Believers: Gospel Ship (Susquehanna Sound Productions, 197?) LP
Now here's an album which looks like it should be atrocious, but that is actually pretty good. The track I've given you is, in fact, quite wonderful, and, with its odd, dissonant, and stretched-out harmonies, would fit in nicely with any higher-key folk psych tune you'd care to name. These Believers, who would appear to be a family group, were from Chincoteague, VA.
Tim Mills: Clown Music (Rite Record Productions, 1973?) LP
Let's finish up the musical portion of this week's proceedings with one of the most depressive albums I've ever heard. Though his music seems rooted in shown tune/piano bar stylings, this Indianapolis piano man favors really sour harmonies and rather desperate vocalizing. Despite its off-key awkwardness, the piece I've chosen seems weirdly imposing, and more than a little unsettling.
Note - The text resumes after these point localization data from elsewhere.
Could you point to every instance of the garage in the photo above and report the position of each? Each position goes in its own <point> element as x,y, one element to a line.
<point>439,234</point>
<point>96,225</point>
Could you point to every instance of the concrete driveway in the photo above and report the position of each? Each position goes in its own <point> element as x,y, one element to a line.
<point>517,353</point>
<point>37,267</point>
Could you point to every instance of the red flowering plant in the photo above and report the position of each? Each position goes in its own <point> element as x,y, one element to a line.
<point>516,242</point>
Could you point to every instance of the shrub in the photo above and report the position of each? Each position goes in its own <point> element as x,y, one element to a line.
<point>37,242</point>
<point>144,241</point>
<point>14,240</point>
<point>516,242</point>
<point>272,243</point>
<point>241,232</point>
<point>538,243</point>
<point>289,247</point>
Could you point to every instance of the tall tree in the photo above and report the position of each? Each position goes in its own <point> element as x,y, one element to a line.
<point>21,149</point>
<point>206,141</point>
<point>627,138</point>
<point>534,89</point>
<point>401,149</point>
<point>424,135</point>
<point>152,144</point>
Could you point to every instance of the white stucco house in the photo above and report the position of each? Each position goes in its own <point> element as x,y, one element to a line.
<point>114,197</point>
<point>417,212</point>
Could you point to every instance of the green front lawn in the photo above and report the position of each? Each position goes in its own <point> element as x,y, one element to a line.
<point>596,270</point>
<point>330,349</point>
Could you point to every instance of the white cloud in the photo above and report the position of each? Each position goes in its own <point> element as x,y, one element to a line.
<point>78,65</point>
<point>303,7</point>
And now it's time for some pictures, gathered from hither and yon:
Barclay Allen's Rhythm Four: Intimate Music (Electrone Record Co., 195?) LP
Kenneth C. Kittinger, Ph.D.: News: A Discovery of The Mind Presented to the World (International University Trust, 196?) LP
Erika Kempe-Wiegand: Der Trotzkopf (Europa, 1971) LP
Robert Malaga: Ikaw Ang Buhay (Villar Records, 1977?) LP
Frl. Menke: Frl. Menke (Polydor, 1982) LP
Laura & Rollie: Goldman Hits 40 (no label, 198?) LP
Photo: Marilyn Goldman
Bittersweet: A Feeling You Can't Hide (Serenity Records, 1977) LP
That's it for this time -- see you in two weeks.